Вильгельм Кечоа был вместе с Кристобалем с самого начала. Помогал ему сколотить команду и выполнял особые поручения, сути которых не знал никто. Только слухи, но кто ж им верит? Индеец был похож на камень в холодной текучей воде. Неизменный, твердый, молчаливый.
– Кристо… – Мендес удивился тому, что Бруно не реагирует, и вошел.
Кристобаль сидел за пустым столом, не было даже хереса и бумаг. Только горела свечка.
Карл дотронулся до его плеча и заглянул в лицо. Может быть, спит?
Пронзительный взгляд, острый и злой, едва не заставил Мендеса вскрикнуть. Кристобаль перехватил его руку, сильно сжал.
– Эрнест погиб, – прошептал Бруно. – Погиб Эрнест.
Карл хотел сказать, что знает. Но поперек горла встал ком. Что-то было в глазах Кристобаля, что-то страшное, особенное, ужасающее. Словно кричал кто-то там, внутри, будто душа… Будто чья-то потерянная душа. На какой-то миг Карл испугался, что задохнется.

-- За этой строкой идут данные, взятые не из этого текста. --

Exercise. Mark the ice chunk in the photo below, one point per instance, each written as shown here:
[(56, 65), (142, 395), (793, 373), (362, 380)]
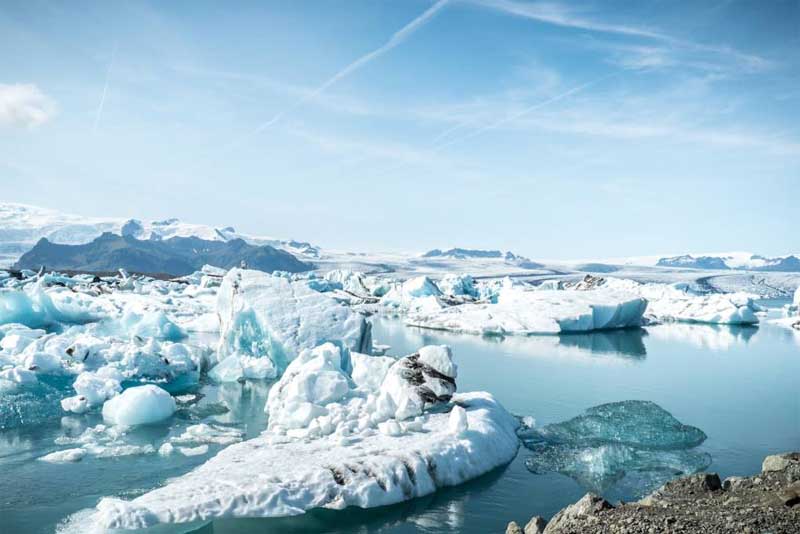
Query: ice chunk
[(456, 285), (411, 385), (417, 294), (678, 303), (634, 439), (67, 455), (36, 305), (272, 476), (369, 371), (521, 311), (139, 405), (264, 316), (458, 422), (154, 324), (30, 403), (312, 380), (92, 390), (236, 367)]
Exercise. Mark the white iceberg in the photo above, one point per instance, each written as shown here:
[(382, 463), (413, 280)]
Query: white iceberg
[(265, 316), (520, 311), (676, 303), (140, 405), (330, 444)]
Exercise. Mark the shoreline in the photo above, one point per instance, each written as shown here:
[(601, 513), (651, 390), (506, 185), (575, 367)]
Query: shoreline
[(766, 502)]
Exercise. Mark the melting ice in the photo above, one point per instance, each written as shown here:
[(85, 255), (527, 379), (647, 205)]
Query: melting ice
[(635, 443)]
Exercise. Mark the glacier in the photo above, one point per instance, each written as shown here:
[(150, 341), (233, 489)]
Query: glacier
[(637, 442)]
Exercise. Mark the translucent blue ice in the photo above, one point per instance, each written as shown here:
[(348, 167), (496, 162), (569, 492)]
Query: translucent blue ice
[(634, 440)]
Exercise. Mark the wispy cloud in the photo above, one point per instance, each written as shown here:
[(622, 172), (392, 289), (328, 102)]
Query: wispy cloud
[(560, 15), (396, 39), (24, 105), (100, 106)]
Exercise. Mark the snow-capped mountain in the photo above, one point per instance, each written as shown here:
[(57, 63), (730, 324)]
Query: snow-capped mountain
[(733, 260), (22, 225)]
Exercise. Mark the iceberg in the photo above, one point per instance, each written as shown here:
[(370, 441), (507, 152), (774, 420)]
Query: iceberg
[(265, 316), (637, 440), (36, 306), (332, 443), (416, 294), (139, 405), (676, 303), (521, 311)]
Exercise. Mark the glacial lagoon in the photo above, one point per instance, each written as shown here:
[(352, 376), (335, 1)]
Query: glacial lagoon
[(729, 394)]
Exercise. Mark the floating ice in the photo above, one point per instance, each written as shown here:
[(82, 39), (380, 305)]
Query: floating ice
[(333, 443), (35, 305), (634, 439), (265, 316), (677, 303), (521, 311), (67, 455), (417, 294), (272, 476), (139, 405), (456, 285)]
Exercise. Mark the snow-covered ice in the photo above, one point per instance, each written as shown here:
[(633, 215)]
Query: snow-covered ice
[(139, 405), (522, 311), (634, 439), (266, 316)]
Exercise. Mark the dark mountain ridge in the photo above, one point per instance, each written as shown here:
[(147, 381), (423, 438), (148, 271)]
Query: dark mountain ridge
[(176, 256)]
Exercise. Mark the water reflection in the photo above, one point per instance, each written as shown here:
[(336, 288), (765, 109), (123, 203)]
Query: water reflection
[(627, 342)]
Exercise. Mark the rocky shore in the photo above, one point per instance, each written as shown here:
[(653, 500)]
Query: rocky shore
[(768, 502)]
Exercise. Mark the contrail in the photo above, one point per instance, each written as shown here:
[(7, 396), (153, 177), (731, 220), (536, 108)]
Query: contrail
[(396, 38), (525, 111), (105, 90)]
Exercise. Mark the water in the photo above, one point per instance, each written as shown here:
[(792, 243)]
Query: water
[(738, 385)]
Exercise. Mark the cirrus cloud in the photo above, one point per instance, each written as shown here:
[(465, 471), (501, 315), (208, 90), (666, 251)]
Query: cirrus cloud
[(25, 105)]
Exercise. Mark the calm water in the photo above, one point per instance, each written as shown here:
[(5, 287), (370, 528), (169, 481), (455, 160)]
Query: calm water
[(741, 386)]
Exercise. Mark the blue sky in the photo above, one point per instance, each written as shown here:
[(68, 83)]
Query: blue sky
[(555, 129)]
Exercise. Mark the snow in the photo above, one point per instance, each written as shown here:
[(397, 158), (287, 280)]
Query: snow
[(676, 303), (140, 405), (265, 316), (22, 225), (276, 475), (521, 311)]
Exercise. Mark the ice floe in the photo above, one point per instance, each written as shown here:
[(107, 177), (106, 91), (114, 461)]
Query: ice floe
[(266, 316), (139, 405), (523, 311), (333, 443), (633, 442)]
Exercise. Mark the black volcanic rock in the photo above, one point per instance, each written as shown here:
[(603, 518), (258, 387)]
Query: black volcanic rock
[(175, 256)]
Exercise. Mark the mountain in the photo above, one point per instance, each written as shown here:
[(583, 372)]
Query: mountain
[(174, 256), (22, 226)]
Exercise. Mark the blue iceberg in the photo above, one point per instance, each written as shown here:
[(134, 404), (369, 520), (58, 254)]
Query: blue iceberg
[(632, 444)]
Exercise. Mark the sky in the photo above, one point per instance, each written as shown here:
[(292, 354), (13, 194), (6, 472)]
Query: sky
[(553, 129)]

Но потом его вдруг отпустило, и он с хрипом вдохнул воздух.
Кристобаль снова смотрел на свечу. Руки его лежали на коленях, как у примерного школьника.
– А ведь мы дружили. По-настоящему дружили.
– Я знаю… – Мендес отшатнулся от стола, потирая горло. У него сложилось полное ощущение, что Бруно держал его за глотку, хотя тот ухватил всего лишь руку. – Его кто-то сдал властям! И его ребята тоже… попались…
Кристобаль закрыл лицо руками. Из-под прижатых ладоней глухо прозвучал его голос:
– Что там случилось?
– К тебе пришли. Там трое… Только я их развел по разным комнатам.
– Почему?
Мендес пожал плечами.
– Дело в том, что один из них как раз от ребят Эрнеста, а два других пришли… Я их видел с немцем. С этим… С Куртом! Вот.